The Prince and Pancho are two figures in Aruba's carnival tradition. The Prince's main task is to present his Queen to the people upon her election, and to accompany her wherever she appears. The Prime Minister opens the reign of the royal court by handing over the keys of the Island to the Prince.
Pancho is the personal assistant of the Prince. His role is to tell jokes and accompany the Prince in his royal functions. The Prince and Pancho are chosen for their royal qualities. The duo is chosen for their comedy, personality, educational content and audience popularity.
Calypso & Roadmarch music is an important part of Aruba's Carnival. The music styles originate from Trinidad and were introduced during the 70's to Aruba by Trinidadian immigrants. The rhythmic lively music played around carnival has found a place in the hearts of the Arubans. Every year the Roadmarch & Calypso contest is held to crown the Roadmarch & Calypso King or Queen.
The Aruban Calypso is a slower version of the Roadmarch rhythm with as a main purpose to speak to one's mind through the Calypso song. These songs carry a message about everyday life on Aruba with no subject being sacred. Roadmarch on the other hand is the music mostly played during the parades. Roadmarch songs are focused on dancing and drives both participants and viewers with the urge to dance.
The contest title was changed to Caiso & Soca Monarch in 2013 for the Carnival 59th Season. As explained by MUSICA (Aruba Association of Musicians) the Caiso is a modern name and style for the new Calypso and Soca is the international name for the Roadmarch. How the music is presented by each band and singer will remain the same.
The Caiso & Soca Monarch consists of three days of rhythmic melodies in the pre finals, finished by a spectacular grand finale.
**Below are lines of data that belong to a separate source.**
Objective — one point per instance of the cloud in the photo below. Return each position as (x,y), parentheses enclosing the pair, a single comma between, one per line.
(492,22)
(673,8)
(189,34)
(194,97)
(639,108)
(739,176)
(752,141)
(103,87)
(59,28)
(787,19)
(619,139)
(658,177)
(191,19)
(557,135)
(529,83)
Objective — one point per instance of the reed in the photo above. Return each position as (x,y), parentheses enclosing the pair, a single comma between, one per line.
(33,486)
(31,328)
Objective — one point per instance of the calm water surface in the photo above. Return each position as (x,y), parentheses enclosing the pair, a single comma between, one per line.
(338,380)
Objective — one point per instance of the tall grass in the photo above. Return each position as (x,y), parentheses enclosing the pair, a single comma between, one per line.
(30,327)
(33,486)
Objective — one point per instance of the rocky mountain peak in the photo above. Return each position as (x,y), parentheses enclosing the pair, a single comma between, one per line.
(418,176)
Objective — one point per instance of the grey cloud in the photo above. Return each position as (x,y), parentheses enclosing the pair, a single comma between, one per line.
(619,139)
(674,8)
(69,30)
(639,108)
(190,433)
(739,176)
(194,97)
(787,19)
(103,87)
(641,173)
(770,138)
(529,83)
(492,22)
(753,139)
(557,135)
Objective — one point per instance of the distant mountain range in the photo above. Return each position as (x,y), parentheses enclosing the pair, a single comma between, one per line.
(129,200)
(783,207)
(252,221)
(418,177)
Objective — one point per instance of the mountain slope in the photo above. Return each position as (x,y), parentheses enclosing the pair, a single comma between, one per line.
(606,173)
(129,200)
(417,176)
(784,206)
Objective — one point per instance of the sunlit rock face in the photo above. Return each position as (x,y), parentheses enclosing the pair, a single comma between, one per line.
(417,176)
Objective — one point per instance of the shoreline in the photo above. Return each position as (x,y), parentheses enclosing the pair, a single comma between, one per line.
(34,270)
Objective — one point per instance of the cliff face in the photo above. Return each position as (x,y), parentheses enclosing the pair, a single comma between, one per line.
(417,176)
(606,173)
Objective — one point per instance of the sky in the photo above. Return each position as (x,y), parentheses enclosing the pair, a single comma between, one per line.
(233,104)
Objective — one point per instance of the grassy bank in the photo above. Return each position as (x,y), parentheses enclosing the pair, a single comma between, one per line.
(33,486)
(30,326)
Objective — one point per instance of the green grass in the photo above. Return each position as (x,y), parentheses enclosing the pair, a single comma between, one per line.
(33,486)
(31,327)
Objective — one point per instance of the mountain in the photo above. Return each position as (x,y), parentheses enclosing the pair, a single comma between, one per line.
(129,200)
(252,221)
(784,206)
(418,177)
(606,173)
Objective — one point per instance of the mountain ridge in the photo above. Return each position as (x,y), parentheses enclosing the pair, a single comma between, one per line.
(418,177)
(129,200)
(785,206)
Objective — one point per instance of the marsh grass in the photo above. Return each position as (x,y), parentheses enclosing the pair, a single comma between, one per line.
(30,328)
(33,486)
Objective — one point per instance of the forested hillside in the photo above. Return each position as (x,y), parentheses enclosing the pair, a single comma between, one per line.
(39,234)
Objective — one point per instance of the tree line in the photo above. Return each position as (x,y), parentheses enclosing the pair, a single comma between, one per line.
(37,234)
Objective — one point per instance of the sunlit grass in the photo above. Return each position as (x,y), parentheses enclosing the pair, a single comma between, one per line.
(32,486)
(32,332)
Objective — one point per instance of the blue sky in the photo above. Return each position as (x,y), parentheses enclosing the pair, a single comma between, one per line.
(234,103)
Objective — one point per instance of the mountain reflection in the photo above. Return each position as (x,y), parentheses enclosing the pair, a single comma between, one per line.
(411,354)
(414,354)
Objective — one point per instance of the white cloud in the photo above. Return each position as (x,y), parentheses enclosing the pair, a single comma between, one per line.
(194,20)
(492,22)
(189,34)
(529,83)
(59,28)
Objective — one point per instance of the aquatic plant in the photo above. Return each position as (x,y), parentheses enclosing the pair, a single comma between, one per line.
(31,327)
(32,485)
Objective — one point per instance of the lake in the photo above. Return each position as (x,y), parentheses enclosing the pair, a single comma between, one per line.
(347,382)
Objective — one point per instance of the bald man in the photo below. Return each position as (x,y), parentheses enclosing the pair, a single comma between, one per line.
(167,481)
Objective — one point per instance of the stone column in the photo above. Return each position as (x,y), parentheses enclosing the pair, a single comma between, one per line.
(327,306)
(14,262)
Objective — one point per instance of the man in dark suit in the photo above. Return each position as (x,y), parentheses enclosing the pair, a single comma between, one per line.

Contestants compete against each other for the ultimate title of King or Queen. The winner of the Caiso & Soca Monarch finale wins. And by the end of the Carnival Season another prize is given to the winner for the "Road March Champion" which will be chosen for the most played song of the Season.
African slaves brought a peculiar drumbeat called the Tambu to Curacao and from there on it spread to Aruba and Bonaire. Over the years, the Tambu incorporated other musical instruments to evolve into a Dutch Antillean Meringue, which we call the Tumba.
Tumba is considered to be a music genre founded on the ABC-islands and is a true part of Aruba's culture. The Tumba's that are written and performed during the carnival period increasingly serve the same function as calypsos. Tumba is a vehicle for satire and information through a composed song.
The tumba contest takes place within the carnival period and lasts one day. The winner of the Tumba contest is crowned to Tumba King or Queen. Tumba artists sing in Papiamento only.
Although, tumba isn't part of the carnival itself, still the rules for the Tumba contest dictate that the lyrics used in the song have to do with carnival. It's just a way to honor the celebration of carnival. From time to time you will find a singer that adds some comedy in the lyrics, and usually parodies the current situation on the island.